I have dataframe with multivalue in some columns
df = pd.DataFrame({'id': ['1','2','3',],
'fruits': ['apple, Apple','Orange, grapefruit','Melon'],
'count': [2,2,1]})
I want to seperate the value in fruits column, so my dataframe become like this
id fruits
1 apple
1 Apple
2 Orange
2 grapefruit
3 Melon
CodePudding user response:
You have to reassign the column values by splitting comma separated strings and explode results.
df = df.assign(fruits=df['fruits'].str.split(',')).explode('fruits')
Output will be:
id fruits count
0 1 apple 2
0 1 Apple 2
1 2 Orange 2
1 2 grapefruit 2
2 3 Melon 1
If you want you can reorder the index, without duplicates, just do a reset:
df = df.reset_index(drop=True)
Output will be:
id fruits count
0 1 apple 2
1 1 Apple 2
2 2 Orange 2
3 2 grapefruit 2
4 3 Melon 1
CodePudding user response:
you can use the str
methods with explode
on the relevant columns:
ser = df.fruits.str.split(",\s").explode()
output:
0 apple
0 Apple
1 Orange
1 grapefruit
2 Melon
Name: fruits, dtype: object
if you wish to keep the id
:
df2 = pd.DataFrame(ser)
df2['id'] = df['id']
this uses the index of df, df2 to insert the value of id
:
fruits id
0 apple 1
0 Apple 1
1 Orange 2
1 grapefruit 2
2 Melon 3
CodePudding user response:
df2 = pd.DataFrame(columns=['id','fruits'])
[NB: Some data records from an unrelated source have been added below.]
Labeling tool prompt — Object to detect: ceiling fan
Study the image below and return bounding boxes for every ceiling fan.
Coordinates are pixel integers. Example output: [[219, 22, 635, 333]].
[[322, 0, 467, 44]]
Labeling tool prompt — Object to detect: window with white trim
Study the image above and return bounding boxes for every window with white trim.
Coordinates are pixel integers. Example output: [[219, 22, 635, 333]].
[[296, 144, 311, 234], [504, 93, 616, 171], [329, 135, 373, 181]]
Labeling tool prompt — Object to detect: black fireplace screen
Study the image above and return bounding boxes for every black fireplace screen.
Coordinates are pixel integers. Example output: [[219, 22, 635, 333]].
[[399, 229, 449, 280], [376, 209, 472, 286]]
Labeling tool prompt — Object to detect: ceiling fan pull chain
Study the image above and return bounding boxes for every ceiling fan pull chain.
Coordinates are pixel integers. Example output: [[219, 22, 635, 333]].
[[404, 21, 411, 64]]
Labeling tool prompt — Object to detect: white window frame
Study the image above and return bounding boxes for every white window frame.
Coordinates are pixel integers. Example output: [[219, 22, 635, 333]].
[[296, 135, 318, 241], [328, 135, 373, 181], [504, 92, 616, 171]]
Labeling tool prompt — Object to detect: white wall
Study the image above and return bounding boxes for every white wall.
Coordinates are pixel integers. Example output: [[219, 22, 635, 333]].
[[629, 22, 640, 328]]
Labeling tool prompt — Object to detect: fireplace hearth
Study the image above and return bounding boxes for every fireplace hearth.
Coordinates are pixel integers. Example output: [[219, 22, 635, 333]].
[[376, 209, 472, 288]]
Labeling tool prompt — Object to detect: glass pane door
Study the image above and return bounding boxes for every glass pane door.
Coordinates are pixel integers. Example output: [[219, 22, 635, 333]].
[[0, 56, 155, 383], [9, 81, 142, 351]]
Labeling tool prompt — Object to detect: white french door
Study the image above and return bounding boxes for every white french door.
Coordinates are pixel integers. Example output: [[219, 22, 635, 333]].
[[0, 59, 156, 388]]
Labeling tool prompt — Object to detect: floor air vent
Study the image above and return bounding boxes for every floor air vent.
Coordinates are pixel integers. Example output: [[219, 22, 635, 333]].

for i, row in df.iterrows():
temp = pd.DataFrame([[row['id'],fruit.replace(" ", "")] for fruit in row['fruits'].split(',')], columns=['id','fruits'], index = [i for _ in row['fruits'].split(',')])
df2 = df2.append(temp)
This answer is slower than the previous answers since it doesn’t use Pandas built-in functions (assign or explode) but is easier to understand algorithmically.